3. Née du vaste bouillonnement des savoirs qui fait le lit de la Renaissance, l’emblématique se trouve au croisement de questionnements de divers ordres. De ce fait est l’œuvre d’Alciat représentative. Comme cela a été magistralement démontré voilà quelques années, cette dernière est le fruit d’un travail qui intervient au creuset de plusieurs préoccupations caractéristiques de l’humanisme : inspirée des relevés épigraphiques qu’Alciat a pu effectuer tout jeune sur les antiquités milanaises, elle se nourrit, au-delà de cette source première, des réflexions que suscite à la Renaissance l’immense matériau symbolique redécouvert par les antiquaires [16], relevant aussi dans ce cadre de l’intellectuelle émulation qui réunit les plus grands humanistes autour des sources antiques [17], à commencer par l’Anthologie de Planude [18] ou les Hieroglyphica attribuées à Horapollo [19]. Fruit d’une sélection importante parmi des textes déjà en partie publiés dans les Epigrammata selecta de Janus Cornarius, les épigrammes constitutifs des Emblemata (les emblèmes sont étymologiquement pour Alciat « une espèce particulière d’épigramme ») [20] relèvent de trois catégories : des ekphrasis d’œuvres d’art, notamment de statues, des pièces funéraires à sujets symboliques, ou des descriptions donnant lieu à interprétation [21]. Tous ont semblé à Alciat susceptibles d’offrir non seulement « un sens exquis » mais aussi des perspectives décoratives importantes, des peintres, sculpteurs ou orfèvres pouvant s’en inspirer pour créer des médaillons ou écussons (scuta) à fixer sur des supports extrêmement variés, en architecture, dans les arts décoratifs comme dans le domaine vestimentaire, suivant l’étymologie souvent rappelée que donne Budé du terme emblema [22]. Il n’est pas impossible à cet égard que plusieurs de ces pièces aient eu vocation à intégrer un programme iconographique particulier, puisqu’Alciat a semble-t-il composé des inscriptions pour les peintures du réfectoire de San Michele in Bosco, et a pu inspirer les travaux de Georgio Vasari ou du peintre ferrarais Dosso Dossi [23]. Et le projet rejoint encore d’importantes perspectives sémiotiques qui taraudent le juriste, qui le relève, en inscrivant la composition des Emblemata dans ce cadre épistémologique :
Verba significant, res significantur.
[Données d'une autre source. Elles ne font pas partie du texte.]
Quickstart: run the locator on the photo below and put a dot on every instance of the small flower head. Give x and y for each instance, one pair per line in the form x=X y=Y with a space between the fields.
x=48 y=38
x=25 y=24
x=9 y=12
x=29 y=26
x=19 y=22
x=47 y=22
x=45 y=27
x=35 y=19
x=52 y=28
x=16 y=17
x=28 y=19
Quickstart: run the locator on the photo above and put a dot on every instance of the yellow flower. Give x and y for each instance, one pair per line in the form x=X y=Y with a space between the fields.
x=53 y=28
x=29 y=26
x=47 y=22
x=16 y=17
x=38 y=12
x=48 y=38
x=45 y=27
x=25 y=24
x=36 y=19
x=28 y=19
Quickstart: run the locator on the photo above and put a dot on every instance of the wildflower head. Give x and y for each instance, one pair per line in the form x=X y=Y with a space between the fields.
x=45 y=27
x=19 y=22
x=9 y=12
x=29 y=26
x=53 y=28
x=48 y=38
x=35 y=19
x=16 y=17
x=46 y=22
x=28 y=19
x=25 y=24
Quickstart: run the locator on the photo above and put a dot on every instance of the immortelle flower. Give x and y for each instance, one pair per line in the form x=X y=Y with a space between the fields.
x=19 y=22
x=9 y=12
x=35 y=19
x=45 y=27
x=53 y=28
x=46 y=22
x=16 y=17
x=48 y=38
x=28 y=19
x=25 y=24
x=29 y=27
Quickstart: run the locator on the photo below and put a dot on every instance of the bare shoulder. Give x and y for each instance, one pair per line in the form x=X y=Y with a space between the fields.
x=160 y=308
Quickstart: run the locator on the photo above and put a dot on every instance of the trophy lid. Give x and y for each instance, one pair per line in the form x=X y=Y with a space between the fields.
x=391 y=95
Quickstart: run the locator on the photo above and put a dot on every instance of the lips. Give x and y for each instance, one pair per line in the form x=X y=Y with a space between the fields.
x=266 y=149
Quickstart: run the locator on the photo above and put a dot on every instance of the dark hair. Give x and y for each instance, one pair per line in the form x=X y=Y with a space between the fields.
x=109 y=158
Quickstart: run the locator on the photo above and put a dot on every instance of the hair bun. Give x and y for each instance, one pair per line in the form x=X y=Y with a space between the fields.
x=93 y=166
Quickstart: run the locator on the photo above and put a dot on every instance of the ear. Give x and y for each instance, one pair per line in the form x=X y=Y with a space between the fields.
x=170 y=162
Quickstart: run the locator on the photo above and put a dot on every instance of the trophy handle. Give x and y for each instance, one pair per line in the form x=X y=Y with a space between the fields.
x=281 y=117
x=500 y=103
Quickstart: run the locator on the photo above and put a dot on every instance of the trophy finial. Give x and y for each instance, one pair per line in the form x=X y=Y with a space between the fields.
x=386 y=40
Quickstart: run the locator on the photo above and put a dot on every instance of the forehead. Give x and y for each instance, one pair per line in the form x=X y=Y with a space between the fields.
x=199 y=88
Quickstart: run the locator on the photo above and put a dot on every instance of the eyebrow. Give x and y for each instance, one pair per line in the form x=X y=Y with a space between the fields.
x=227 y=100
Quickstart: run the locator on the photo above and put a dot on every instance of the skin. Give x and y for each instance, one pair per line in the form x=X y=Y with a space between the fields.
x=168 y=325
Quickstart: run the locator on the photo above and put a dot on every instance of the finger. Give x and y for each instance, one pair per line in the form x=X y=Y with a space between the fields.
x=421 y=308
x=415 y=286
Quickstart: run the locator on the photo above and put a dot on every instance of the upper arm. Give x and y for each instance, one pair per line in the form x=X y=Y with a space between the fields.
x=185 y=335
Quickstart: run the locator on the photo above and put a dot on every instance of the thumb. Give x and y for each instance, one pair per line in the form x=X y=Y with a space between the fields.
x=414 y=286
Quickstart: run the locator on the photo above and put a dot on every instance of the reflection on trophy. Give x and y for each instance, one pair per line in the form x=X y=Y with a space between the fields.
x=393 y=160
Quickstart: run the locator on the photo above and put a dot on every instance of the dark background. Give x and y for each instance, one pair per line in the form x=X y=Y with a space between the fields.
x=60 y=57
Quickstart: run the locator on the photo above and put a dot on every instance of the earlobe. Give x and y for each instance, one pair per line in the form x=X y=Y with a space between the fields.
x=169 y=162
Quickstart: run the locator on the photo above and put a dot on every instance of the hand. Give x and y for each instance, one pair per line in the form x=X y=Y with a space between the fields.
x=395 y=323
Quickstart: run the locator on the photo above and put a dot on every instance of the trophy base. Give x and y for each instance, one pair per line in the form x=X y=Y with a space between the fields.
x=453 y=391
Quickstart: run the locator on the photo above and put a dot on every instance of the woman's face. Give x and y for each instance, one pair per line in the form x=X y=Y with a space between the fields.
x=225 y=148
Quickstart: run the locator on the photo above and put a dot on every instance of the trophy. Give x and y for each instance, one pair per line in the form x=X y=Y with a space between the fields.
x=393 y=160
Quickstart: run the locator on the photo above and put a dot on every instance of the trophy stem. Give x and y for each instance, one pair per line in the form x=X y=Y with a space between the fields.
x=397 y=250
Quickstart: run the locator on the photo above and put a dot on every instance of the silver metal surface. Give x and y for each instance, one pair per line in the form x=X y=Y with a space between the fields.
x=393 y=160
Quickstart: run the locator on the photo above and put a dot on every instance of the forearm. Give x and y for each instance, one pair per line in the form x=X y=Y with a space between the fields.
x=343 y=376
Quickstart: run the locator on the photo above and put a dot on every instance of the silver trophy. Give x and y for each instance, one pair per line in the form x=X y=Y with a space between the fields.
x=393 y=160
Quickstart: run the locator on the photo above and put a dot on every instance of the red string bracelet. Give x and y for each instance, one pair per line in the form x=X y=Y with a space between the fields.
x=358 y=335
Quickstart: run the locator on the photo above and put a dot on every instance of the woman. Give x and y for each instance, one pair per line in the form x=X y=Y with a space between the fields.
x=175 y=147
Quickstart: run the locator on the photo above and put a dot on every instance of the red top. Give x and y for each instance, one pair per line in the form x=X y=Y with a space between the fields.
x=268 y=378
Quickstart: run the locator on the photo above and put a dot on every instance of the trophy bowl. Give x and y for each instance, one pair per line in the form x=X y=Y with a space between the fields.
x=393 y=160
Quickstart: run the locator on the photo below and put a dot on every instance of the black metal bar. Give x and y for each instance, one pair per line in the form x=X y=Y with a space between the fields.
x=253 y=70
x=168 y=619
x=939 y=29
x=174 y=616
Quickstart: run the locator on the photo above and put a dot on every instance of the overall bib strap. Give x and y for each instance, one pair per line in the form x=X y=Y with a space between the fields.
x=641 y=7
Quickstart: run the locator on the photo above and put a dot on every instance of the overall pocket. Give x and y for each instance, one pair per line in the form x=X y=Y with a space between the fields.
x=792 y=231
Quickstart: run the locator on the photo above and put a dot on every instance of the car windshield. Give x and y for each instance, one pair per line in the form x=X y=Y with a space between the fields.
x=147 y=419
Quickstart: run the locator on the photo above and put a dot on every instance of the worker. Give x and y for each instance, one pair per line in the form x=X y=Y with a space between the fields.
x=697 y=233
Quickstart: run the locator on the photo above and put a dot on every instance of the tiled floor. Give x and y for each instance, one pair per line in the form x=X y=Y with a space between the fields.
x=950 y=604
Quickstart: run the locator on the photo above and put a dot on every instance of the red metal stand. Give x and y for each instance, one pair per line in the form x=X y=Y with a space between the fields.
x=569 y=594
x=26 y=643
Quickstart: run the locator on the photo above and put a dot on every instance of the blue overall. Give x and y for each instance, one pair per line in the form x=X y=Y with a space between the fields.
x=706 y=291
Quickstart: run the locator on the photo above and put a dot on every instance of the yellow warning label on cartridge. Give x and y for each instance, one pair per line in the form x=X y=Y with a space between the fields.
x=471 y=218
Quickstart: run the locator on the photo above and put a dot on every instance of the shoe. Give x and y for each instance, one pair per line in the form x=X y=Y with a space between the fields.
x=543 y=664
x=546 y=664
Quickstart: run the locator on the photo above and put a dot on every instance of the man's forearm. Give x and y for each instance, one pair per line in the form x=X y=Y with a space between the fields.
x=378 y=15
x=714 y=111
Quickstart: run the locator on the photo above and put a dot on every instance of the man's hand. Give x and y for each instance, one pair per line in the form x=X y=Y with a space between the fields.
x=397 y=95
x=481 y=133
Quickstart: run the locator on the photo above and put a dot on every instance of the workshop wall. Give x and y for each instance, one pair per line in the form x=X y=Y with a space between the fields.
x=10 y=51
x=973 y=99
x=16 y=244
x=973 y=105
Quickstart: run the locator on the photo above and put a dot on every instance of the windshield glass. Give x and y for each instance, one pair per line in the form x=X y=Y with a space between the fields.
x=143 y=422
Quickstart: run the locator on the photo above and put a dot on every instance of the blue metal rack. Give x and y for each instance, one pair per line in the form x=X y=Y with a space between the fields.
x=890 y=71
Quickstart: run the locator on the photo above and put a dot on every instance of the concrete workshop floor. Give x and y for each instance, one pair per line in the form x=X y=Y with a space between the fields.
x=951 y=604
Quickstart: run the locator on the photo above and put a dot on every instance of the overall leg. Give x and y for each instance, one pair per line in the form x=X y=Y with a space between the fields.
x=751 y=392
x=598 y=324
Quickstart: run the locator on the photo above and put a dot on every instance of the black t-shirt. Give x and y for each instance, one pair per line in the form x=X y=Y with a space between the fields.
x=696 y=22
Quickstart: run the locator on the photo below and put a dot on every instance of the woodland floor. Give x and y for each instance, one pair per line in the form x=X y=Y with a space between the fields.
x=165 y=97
Tametsi et res quandoque etiam significent, ut hieroglyphica apud Horum et Chaeremonem, cujus argumenti et nos carmine libellum composuimus, cui titulus est emblemata.
Les mots signifient et les choses sont signifiées, bien que parfois les choses aussi signifient, comme les Hiéroglyphes d’Horus et de Chaerémon : un sujet sur lequel moi aussi j’ai composé un petit livre d’épigrammes intitulé Emblèmes [24].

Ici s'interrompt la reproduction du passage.